Gerçek ama inanılması güç bir olayı, kurmaca ve gerçeğin iç içe geçtiği
görüntülerle anlatan yönetmen Layton
aynı zamanda, izleyeni ekrana çivileyen bir gerilim yaratmayı da başarıyordu…
6.All Is Lost / Sona Doğru
(J.C.CHANDOR) : Hakettiği değeri bulamadığına inandığım son derece başarılı
ilk filmi Margin Call’dan sonra J.C.Chandor, bu kez tamamen başka ama
yine mükemmel bir filmle geri döndü. All
Is Lost’u, tek karakterin bir şekilde kendini doğada, bir tehlikenin
ortasında bulduğu ve kurtulmak için çabaladığı onlarca filmden ayıran en önemli
şey, yönetmenin saf sinemaya ulaşma
çabasının yansıması olan anlatımıydı. Tek karakterimizin başta dış ses
aracılığıyla verilen notu haricinde, hiçbir diyaloğun, hayali arkadaşın,
tanrıya yakarış vs.nin olmadığı film, maksimum keyif alabilmek için son derece
dikkat isteyen bir anlatıma sahipti. Finalde gelinen inanç ile ilgili alt metni ise bütün bir filmi tekrar gözden
geçirmeyi gerektirecek kadar önemliydi.

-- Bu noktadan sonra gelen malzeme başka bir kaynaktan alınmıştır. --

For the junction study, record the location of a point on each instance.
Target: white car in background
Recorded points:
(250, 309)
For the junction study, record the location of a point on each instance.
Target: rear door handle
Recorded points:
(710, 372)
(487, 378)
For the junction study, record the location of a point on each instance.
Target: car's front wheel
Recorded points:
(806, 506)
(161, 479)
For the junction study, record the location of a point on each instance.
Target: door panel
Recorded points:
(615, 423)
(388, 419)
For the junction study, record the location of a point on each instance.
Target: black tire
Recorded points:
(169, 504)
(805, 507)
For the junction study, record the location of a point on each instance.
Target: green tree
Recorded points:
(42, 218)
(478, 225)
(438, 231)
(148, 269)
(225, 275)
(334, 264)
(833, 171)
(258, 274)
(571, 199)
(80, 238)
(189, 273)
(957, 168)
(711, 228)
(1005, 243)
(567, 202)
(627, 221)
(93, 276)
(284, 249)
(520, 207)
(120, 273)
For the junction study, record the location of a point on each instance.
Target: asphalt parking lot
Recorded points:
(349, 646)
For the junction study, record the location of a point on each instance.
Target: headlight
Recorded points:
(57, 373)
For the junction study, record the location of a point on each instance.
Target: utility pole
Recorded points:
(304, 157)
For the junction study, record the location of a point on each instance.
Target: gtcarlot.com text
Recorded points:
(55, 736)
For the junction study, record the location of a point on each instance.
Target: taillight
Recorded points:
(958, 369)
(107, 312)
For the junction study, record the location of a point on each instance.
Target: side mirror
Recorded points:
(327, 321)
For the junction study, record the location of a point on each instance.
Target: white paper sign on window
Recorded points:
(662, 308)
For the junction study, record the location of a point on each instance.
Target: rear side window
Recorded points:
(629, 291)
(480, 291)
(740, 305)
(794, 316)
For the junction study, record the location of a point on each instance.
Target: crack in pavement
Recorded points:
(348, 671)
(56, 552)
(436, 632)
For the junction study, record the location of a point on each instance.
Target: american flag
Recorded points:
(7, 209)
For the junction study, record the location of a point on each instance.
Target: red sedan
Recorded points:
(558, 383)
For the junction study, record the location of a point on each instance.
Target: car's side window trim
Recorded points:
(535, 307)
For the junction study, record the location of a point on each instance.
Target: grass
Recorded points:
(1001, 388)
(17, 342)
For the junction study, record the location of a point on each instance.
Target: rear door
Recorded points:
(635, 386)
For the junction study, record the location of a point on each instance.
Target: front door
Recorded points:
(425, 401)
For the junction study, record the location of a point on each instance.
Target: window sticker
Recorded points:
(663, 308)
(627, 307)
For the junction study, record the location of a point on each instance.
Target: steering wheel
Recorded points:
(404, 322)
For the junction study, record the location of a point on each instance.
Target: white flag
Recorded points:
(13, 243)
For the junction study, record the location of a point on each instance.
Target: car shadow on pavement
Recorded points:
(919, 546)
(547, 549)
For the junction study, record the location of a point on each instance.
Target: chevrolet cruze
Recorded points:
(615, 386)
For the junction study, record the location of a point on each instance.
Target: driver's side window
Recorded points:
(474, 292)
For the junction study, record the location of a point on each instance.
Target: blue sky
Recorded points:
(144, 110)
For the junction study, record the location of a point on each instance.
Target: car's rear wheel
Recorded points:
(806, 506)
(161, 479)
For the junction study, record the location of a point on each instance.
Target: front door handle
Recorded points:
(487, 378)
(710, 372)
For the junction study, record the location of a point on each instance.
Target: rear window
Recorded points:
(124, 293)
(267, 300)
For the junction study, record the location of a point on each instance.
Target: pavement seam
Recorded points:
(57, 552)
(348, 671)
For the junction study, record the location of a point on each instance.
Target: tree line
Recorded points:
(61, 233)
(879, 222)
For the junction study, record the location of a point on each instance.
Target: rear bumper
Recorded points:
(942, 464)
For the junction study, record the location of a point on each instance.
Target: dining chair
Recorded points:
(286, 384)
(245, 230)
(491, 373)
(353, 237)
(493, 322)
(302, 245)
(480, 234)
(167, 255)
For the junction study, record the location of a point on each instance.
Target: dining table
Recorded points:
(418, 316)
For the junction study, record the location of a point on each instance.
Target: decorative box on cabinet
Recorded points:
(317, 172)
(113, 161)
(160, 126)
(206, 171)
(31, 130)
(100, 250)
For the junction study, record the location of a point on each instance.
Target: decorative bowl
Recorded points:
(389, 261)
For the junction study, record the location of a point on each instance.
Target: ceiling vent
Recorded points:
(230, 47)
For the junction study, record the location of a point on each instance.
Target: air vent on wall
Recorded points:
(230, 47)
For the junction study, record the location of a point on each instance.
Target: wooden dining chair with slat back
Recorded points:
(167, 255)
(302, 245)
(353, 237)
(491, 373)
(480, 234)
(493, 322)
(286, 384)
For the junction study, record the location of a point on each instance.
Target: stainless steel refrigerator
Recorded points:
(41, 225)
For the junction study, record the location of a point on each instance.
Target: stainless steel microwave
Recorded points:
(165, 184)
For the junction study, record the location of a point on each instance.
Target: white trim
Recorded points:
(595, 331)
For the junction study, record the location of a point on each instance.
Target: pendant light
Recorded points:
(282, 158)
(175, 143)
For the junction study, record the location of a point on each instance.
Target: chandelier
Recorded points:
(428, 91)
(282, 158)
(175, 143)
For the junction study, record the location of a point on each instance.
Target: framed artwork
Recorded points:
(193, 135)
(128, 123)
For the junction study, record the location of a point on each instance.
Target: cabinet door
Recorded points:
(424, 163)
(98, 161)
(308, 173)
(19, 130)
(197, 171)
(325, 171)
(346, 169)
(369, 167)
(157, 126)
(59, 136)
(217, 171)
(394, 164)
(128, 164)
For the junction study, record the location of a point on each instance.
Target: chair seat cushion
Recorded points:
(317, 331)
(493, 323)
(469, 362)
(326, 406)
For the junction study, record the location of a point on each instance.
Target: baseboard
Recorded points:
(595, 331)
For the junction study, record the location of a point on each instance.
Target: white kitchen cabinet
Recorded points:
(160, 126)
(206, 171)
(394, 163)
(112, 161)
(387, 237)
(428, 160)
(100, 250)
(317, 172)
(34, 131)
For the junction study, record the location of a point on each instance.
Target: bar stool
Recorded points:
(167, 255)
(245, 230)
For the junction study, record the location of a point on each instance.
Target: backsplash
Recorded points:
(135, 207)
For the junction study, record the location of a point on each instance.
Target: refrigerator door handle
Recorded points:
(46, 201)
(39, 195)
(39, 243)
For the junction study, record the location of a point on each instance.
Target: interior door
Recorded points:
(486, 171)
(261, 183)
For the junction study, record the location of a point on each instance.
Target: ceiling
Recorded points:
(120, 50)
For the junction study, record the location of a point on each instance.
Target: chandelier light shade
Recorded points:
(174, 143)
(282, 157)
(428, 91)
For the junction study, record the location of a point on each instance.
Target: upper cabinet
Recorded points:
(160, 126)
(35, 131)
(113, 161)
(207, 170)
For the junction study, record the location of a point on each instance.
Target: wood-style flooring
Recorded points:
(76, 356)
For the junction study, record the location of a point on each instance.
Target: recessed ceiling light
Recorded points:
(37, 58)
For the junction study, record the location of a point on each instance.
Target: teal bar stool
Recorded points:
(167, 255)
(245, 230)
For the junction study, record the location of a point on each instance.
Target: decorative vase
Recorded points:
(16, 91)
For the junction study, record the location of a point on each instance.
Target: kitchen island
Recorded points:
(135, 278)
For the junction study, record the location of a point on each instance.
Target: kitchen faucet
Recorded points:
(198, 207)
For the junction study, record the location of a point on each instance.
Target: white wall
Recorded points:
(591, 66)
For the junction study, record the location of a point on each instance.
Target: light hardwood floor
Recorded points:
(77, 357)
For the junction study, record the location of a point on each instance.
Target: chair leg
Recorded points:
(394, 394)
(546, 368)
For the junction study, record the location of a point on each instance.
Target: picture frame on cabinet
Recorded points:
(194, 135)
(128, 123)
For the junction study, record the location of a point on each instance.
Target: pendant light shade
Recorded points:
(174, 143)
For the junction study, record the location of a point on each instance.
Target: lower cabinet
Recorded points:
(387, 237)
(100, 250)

Ayrıca Robert Redford'un oyunculuğu da çok değerliydi...
5. Dans La Maison / Evde
(François OZON) : Ozon’un saat gibi işleyen filmi, taşıdığı edebi tat ile
de son derece anlamlı ve değerliydi.Hitchcock
ve Pasolini göndermeleri ile de
değer kazanan film aynı zamanda sinema sanatının kendisi ve anlamı üzerine düşünmeye
itecek sorular soran cinstendi…
4.Blue Is The Warmest
Color / Mavi En Sıcak Renktir (Abdellatif KECHICHE) : Öykü
olarak herhangi bir yenilik veya orjinallik barındırmamasına karşın,üç saatlik
bir süre boyunca kendini dikkatle izleten, giderek derinleşen, genç ruhunu çok
iyi kavrayan ve yansıtan saf bir aşk filmi çekmek gibi bir zorluğun altından
başarıyla kalkan Kechiche’in filmi şüphesiz yılın unutulmazlarından biriydi.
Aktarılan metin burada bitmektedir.